Health leaders condemn lack of funds for ‘crisis in general practice’

Health leaders have hit out at the government after it was revealed that a record number of GP practices had been forced to close last year and that the number of patients changing GPs had risen by 150%.

The figures, revealed through a Freedom of Information request by Pulse, revealed that 57 practices closed in 2016, with a further 34 shutting down due to practice mergers.

The revelation follows figures released by NHS Digital that showed a similar trend, with the number of GPs in England dropping by over 400 from March to September in 2016 – despite NHS England’s pledge to have 5,000 more GPs in place by 2020.

The BMA’s GP committee deputy chair, Dr Richard Vautrey, argued that the rise in patients having to change GP was an example of the “crisis in general practice” affecting patients across the country.

“Despite repeated and clear warnings by the BMA, a decade of underinvestment, and failure by successive governments to take the growing workload and workforce crisis seriously, has led to this situation,” he warned.

“Even now, despite commitments to address this, practices are facing unacceptable and unjustified rises in premises charges which could be the last straw for some GPs and practices.

“We urgently need a step change in action to resolve the crisis in general practice before even more patients are impacted and more communities lose their much-loved GP service.”

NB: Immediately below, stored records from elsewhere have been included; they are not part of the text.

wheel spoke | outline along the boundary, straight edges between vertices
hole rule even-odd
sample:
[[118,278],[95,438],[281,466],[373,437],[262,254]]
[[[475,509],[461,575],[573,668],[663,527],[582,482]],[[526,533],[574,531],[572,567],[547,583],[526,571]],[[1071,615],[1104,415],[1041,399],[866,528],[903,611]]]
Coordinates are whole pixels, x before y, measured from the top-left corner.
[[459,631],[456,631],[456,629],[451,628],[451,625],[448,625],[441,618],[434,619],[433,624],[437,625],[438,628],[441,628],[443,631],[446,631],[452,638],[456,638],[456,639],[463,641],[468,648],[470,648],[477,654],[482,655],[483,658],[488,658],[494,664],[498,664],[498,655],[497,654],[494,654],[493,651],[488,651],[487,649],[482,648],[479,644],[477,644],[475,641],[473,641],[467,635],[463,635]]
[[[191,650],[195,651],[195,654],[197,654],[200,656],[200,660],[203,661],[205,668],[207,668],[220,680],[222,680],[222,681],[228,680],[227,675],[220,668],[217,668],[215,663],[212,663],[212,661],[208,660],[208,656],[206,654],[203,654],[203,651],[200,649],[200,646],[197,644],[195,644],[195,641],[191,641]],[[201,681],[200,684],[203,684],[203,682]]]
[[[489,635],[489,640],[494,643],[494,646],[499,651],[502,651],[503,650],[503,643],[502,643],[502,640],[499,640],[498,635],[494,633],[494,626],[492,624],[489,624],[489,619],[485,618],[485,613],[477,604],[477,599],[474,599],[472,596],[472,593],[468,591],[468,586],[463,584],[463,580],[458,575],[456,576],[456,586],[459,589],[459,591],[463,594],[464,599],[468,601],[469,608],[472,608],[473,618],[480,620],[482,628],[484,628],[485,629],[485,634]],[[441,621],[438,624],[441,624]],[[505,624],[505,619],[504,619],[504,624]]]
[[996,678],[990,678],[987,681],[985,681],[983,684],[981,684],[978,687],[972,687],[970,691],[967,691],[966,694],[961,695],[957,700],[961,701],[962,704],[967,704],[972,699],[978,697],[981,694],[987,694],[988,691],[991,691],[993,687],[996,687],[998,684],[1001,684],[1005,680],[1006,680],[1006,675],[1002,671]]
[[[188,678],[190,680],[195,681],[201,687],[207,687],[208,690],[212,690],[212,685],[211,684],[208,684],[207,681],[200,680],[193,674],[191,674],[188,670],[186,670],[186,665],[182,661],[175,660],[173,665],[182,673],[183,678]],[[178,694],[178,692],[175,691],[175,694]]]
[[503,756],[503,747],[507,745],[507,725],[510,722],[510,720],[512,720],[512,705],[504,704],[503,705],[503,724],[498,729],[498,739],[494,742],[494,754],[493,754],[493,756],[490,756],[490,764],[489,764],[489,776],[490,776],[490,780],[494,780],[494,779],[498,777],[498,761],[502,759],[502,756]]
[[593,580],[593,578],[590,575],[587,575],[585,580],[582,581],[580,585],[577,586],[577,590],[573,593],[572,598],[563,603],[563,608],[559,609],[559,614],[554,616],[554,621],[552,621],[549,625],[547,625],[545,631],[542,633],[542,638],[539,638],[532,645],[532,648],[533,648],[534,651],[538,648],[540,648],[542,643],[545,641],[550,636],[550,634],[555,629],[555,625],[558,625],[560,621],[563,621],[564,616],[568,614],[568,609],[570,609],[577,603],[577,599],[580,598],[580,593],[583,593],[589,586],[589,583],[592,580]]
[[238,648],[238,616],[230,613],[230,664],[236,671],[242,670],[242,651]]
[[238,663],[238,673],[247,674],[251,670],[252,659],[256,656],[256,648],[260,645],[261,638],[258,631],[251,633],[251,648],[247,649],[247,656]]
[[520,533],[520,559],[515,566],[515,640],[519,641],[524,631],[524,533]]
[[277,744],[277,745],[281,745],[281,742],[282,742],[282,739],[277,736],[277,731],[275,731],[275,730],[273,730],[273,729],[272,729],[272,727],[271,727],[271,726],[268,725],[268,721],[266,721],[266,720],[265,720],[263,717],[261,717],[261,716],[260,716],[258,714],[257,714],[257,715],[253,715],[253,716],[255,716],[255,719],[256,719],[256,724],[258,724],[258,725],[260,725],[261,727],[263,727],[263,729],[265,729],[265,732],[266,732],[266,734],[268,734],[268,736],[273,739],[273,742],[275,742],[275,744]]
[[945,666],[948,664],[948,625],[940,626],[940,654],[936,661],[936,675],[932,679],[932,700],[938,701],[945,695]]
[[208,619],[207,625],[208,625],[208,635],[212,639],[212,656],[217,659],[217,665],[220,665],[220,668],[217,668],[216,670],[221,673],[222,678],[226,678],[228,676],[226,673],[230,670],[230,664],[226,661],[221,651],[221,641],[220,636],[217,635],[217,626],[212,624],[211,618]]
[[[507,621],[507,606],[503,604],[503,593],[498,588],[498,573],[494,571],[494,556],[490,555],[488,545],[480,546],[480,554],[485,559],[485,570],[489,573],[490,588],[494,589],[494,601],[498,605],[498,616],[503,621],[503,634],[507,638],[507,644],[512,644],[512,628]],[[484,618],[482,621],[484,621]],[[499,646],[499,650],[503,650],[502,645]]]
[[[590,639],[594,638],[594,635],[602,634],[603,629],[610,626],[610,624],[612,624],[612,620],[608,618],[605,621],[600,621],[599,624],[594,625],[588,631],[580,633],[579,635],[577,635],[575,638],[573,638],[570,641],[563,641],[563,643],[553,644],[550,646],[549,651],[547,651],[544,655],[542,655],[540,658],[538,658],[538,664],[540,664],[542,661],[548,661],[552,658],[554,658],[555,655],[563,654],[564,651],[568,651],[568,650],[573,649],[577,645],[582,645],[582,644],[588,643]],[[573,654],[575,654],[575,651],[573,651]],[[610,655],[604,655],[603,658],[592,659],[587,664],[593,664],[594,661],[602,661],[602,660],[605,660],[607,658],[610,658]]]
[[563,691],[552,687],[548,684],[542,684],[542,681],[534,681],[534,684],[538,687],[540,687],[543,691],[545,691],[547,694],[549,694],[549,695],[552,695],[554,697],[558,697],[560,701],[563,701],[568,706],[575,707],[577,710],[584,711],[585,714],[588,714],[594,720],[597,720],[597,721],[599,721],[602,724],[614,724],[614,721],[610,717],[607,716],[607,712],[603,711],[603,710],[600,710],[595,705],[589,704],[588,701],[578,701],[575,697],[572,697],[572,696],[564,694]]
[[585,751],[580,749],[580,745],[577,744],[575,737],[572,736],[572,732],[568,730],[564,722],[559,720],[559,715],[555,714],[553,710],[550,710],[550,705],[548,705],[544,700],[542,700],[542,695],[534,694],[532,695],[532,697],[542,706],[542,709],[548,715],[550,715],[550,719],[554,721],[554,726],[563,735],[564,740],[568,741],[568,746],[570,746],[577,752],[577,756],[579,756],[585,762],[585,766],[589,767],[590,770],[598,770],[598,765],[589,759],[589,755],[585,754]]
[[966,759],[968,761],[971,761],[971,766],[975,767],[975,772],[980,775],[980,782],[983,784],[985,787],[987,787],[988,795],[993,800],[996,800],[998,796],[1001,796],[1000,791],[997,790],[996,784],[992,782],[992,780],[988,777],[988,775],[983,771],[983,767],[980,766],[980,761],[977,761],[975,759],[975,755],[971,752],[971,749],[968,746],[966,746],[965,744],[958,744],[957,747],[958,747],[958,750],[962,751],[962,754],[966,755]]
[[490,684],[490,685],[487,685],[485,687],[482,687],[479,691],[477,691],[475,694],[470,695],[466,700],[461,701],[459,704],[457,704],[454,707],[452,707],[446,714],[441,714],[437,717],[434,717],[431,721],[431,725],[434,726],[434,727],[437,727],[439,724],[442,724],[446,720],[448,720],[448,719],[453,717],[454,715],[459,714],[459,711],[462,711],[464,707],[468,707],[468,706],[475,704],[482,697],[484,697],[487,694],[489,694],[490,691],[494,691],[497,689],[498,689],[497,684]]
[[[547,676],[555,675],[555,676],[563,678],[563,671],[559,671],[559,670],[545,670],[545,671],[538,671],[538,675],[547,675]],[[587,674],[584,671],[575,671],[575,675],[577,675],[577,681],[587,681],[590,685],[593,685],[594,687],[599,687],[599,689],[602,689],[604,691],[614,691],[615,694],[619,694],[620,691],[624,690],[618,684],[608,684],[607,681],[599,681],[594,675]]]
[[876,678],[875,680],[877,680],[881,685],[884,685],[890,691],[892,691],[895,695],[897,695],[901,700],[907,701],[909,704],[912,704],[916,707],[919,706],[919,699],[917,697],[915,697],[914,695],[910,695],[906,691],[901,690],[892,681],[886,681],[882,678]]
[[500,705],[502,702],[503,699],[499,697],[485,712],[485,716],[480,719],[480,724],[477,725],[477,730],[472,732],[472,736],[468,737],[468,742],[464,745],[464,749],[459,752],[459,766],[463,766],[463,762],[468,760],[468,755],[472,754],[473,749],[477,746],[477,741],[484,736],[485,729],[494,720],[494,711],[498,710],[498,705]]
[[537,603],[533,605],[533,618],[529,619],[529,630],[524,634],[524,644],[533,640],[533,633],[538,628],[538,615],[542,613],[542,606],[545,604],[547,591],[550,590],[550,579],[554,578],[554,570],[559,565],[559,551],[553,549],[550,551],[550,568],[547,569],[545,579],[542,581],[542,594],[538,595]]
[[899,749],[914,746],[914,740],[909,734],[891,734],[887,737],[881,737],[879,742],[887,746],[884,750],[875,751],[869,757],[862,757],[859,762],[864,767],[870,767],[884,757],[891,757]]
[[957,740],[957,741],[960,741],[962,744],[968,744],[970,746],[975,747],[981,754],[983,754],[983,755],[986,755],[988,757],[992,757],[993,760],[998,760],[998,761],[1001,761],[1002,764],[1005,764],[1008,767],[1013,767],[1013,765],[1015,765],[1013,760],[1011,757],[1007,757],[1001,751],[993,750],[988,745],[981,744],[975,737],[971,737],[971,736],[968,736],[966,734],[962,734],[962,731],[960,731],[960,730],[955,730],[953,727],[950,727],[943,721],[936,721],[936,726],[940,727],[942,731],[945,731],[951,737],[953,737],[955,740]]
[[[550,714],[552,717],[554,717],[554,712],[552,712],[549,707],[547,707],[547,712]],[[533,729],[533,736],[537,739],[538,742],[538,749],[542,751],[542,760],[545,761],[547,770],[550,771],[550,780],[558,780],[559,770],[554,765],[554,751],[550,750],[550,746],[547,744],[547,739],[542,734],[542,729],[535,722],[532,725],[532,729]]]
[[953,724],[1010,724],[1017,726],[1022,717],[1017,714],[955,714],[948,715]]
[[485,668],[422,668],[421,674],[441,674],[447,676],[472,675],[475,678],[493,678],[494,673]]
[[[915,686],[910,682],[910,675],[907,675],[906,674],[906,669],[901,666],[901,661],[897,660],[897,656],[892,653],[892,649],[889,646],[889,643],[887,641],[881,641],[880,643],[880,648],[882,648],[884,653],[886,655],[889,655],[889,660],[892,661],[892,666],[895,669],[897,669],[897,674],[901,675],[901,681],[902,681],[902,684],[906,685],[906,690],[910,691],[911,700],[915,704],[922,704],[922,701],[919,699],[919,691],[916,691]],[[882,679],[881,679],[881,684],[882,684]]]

And the chair of the Royal College of GPs (RCGP), Professor Helen Stokes-Lampard, said that the new figures should make for worrying reading for NHS officials.

“GP practices are the lifeblood of our local communities,” she added. “The complete closure of any practice will always be a last resort when all other options have proved unworkable.”

But too many practices are being forced to close because GPs and their teams cannot cope with growing patient demand without extra funding or enough staff, Stokes-Lampard explained.

“This has serious consequences for patient safety and the wellbeing of hard working family doctors and their practice teams,” she continued.

“Of course, this is not true of every case and practices might decide to merge in order to pool their resources to provide additional services or better appointment access which is in the best interests of patients.”

However, it is crucial that mergers are done in a way that causes minimal disruption to the services being delivered, particularly in remote and rural areas, the RCGP chair stated.
NHS England’s GP Forward View could be a lifeline for our profession after years of declining investment and a workforce that has not risen in step with patient demand,” added Stokes-Lampard.

“However, the college’s interim assessment in January found that while progress is being made nationally, support is not reaching GPs at the frontline of patient care. It would seem that today’s findings back this up.”

She concluded by saying that although the £40m resilience fund made available to help practices stay afloat is welcome, work needed to be done to get through the ‘red tape’ that makes it hard for doctors to directly access the much-needed funds.

“The college will continue to work closely with NHS England and others to ensure that all pledges in the GP Forward View – including the resilience programme – are implemented effectively in the best interests of general practice, the wider NHS and patients,” she finished.